There once was a time when President Obama implied that the Afghanistan war would at least start to end in July 2011. Then that date got pushed back to 2014. Now, the general in charge of training Afghan forces to take over for departing Americans pegs that date closer to 2016 or 2017 — that is, if the U.S. doesn’t want the entire Afghan security apparatus to implode.
What will ensure Afghan soldiers don’t collapse? “Strategic patience and an enduring commitment,” Lt. Gen. William Caldwell told a crowd at the Brookings Institution in Washington. Translated from the mil-speak: many more years and billions of dollars. Asked by Danger Room how much longer the training mission needs to last, Caldwell replied, “We won’t complete doing what we need to do until about 2016, 2017.”
It’s one thing to train Afghans to fight. Lt. Gen. William Caldwell has done that in spades, producing an “industrial kind of method” to build a force of 296,000 soldiers and cops — more than 100,000 more than when he arrived in Kabul in fall 2009. But the real test for the training mission is “that it endures and it will last,” Caldwell said. “It has to last. It’s not enough to just transition.”

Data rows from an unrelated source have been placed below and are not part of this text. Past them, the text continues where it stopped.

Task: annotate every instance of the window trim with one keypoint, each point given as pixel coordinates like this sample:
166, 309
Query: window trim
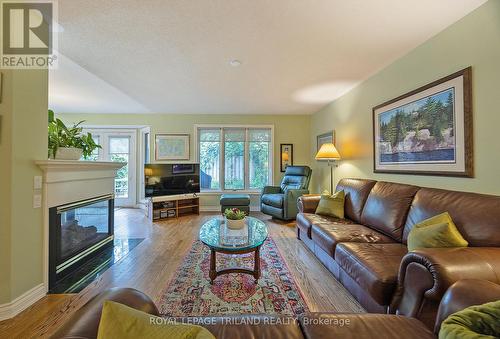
221, 161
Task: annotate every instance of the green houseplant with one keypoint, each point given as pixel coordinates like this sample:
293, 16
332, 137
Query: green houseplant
69, 143
235, 218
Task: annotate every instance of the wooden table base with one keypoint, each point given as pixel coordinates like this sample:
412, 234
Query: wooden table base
213, 269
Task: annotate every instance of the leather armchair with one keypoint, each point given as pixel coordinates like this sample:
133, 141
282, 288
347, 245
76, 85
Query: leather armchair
281, 201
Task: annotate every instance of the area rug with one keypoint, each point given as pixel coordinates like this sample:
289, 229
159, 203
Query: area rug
190, 293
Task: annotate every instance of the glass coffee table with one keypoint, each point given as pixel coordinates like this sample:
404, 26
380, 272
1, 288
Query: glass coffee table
221, 239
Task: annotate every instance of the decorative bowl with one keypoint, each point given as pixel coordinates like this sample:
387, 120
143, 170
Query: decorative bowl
235, 224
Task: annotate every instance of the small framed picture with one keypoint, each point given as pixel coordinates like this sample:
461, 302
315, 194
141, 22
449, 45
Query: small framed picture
171, 147
325, 138
286, 156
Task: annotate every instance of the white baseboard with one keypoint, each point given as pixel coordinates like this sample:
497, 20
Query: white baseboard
16, 306
217, 208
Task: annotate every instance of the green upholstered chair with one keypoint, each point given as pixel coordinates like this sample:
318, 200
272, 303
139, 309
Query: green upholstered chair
281, 201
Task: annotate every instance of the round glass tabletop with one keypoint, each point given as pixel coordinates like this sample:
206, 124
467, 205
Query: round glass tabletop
217, 236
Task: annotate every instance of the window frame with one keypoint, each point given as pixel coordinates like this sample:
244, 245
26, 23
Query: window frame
246, 173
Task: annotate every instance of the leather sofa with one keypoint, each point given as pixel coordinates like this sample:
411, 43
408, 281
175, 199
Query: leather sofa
84, 323
367, 251
281, 201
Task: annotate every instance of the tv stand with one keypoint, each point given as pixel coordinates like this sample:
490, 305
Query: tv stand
174, 206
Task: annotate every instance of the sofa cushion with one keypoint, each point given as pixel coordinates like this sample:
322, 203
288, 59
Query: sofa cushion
362, 326
275, 200
356, 193
373, 266
475, 215
251, 326
387, 207
438, 231
332, 205
328, 234
121, 322
304, 222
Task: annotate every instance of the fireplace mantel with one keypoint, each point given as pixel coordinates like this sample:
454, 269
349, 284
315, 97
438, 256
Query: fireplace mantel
66, 181
67, 165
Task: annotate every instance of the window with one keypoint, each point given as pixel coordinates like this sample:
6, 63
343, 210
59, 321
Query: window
234, 158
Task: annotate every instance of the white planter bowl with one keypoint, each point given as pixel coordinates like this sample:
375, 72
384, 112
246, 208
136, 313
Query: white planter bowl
235, 224
68, 153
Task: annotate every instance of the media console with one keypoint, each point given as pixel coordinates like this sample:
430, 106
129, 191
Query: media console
172, 206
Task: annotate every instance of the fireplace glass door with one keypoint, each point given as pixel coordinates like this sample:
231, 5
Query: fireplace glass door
78, 232
82, 227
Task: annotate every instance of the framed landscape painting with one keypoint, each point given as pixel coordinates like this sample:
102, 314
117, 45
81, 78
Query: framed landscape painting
427, 131
286, 156
171, 147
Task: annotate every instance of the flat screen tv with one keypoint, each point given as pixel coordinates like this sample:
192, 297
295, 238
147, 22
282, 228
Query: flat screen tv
171, 179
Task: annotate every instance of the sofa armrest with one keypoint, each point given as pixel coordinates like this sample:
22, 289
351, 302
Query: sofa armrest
291, 197
308, 203
465, 293
271, 190
84, 323
426, 274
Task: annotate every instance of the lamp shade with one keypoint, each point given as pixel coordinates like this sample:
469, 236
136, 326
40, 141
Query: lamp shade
328, 152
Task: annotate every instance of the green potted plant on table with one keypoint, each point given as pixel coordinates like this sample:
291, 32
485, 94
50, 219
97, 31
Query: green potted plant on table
69, 143
235, 218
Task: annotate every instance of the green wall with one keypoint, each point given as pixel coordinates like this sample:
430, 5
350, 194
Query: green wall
287, 129
24, 140
5, 185
472, 41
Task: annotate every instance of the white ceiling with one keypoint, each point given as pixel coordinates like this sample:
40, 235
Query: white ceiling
172, 56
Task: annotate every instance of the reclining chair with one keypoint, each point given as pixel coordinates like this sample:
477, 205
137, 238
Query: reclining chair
281, 201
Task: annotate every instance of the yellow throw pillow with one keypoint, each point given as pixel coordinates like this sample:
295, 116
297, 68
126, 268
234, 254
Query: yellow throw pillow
332, 205
119, 321
438, 231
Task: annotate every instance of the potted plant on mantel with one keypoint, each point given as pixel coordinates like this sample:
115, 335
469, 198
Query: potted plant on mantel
235, 218
69, 143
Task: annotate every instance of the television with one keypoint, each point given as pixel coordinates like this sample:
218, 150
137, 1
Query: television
171, 179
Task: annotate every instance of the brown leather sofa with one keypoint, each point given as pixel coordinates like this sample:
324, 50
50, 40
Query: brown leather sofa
85, 322
367, 251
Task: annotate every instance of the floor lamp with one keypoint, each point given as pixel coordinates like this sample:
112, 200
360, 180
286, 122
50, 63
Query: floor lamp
329, 152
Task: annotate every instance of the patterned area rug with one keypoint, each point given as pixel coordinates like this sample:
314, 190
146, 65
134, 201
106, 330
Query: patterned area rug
190, 293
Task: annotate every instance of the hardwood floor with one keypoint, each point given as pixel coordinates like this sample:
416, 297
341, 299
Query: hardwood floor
152, 263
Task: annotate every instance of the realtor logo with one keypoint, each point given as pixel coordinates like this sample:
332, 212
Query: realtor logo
27, 34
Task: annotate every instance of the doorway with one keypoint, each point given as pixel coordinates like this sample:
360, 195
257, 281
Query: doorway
119, 145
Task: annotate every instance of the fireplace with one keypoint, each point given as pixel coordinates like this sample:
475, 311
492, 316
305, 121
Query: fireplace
77, 233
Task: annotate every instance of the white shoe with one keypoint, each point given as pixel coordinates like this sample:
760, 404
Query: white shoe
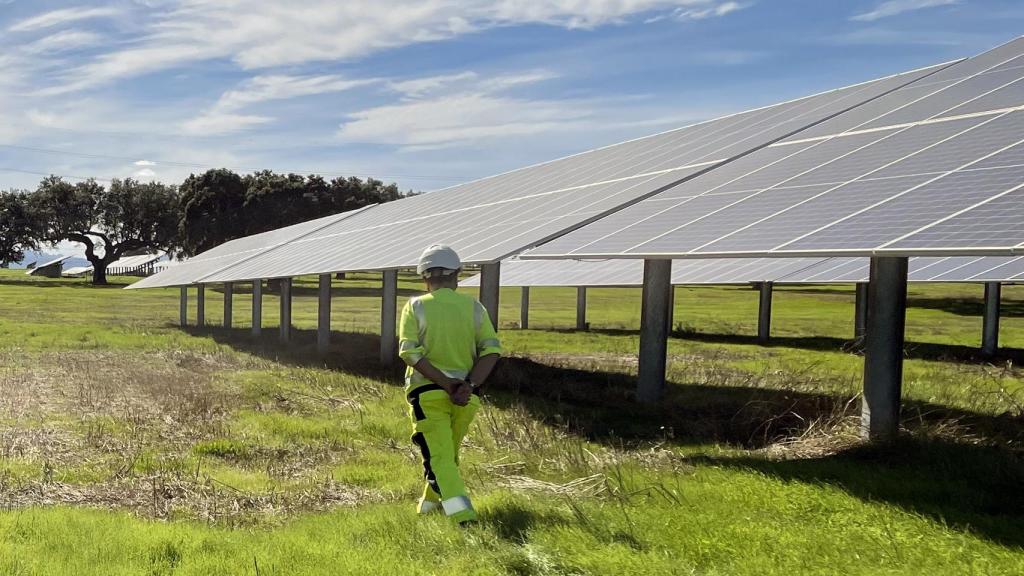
428, 506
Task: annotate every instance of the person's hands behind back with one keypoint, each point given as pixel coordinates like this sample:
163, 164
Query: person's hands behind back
461, 395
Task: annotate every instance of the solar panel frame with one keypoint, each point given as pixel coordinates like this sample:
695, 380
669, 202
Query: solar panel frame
681, 245
359, 244
811, 271
196, 269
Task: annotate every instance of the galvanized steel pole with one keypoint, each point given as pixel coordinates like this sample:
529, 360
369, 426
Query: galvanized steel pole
257, 322
672, 309
285, 326
200, 305
524, 309
183, 307
228, 300
324, 315
582, 309
860, 311
653, 330
884, 350
990, 322
491, 289
389, 304
764, 312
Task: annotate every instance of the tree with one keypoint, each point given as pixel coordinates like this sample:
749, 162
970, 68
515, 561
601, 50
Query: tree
219, 205
130, 216
211, 210
274, 201
15, 228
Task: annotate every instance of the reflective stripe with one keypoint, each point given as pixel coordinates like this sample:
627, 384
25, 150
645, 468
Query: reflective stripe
421, 318
427, 506
478, 312
456, 505
417, 378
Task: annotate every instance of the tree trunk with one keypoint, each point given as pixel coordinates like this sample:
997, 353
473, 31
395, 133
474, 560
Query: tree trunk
99, 273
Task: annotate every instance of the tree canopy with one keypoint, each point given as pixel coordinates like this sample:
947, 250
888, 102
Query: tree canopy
111, 222
130, 217
15, 228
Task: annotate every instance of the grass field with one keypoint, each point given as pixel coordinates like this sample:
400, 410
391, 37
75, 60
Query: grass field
129, 446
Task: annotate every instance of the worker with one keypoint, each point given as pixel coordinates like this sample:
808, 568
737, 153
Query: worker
450, 347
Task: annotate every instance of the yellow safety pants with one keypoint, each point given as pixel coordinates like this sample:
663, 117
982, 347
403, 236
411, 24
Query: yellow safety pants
438, 428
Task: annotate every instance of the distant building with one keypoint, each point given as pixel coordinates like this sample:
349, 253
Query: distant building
51, 269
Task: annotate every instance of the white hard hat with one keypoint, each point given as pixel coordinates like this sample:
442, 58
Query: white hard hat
438, 256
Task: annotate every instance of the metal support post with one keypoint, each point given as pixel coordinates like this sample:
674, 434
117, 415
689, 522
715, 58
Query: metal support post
860, 311
228, 301
672, 310
491, 289
324, 315
257, 307
524, 309
653, 330
764, 313
200, 305
990, 322
183, 307
389, 304
286, 311
884, 350
582, 309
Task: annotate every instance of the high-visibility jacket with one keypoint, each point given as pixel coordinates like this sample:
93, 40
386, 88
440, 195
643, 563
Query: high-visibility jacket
450, 329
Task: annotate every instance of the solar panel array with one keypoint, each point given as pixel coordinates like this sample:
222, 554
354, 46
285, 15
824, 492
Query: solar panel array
744, 271
195, 270
489, 219
131, 263
934, 167
33, 271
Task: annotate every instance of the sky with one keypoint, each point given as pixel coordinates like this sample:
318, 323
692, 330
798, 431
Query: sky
425, 93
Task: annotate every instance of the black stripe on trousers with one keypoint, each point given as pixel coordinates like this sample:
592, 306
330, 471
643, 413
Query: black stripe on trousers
428, 472
414, 399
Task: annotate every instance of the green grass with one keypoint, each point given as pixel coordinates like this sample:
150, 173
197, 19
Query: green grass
129, 446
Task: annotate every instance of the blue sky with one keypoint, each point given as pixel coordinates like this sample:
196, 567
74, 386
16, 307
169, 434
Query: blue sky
425, 93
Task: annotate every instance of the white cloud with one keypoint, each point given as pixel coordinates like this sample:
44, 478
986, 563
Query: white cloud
222, 123
423, 86
460, 109
263, 88
708, 11
223, 117
896, 7
64, 40
62, 16
259, 34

Caldwell might have just delivered some real talk about what it takes to build an army and a police force from scratch. But even so, he essentially moved the goalposts at least two years beyond NATO’s December 2014 target date for putting the Afghans in charge of their own security. Not that 2014 should be mistaken for a date at which the war ends: senior administration officials are quietly negotiating long-term basing accords with Afghanistan. But Caldwell said that the Afghan air force won’t be ready patrol the skies until 2016 at the earliest.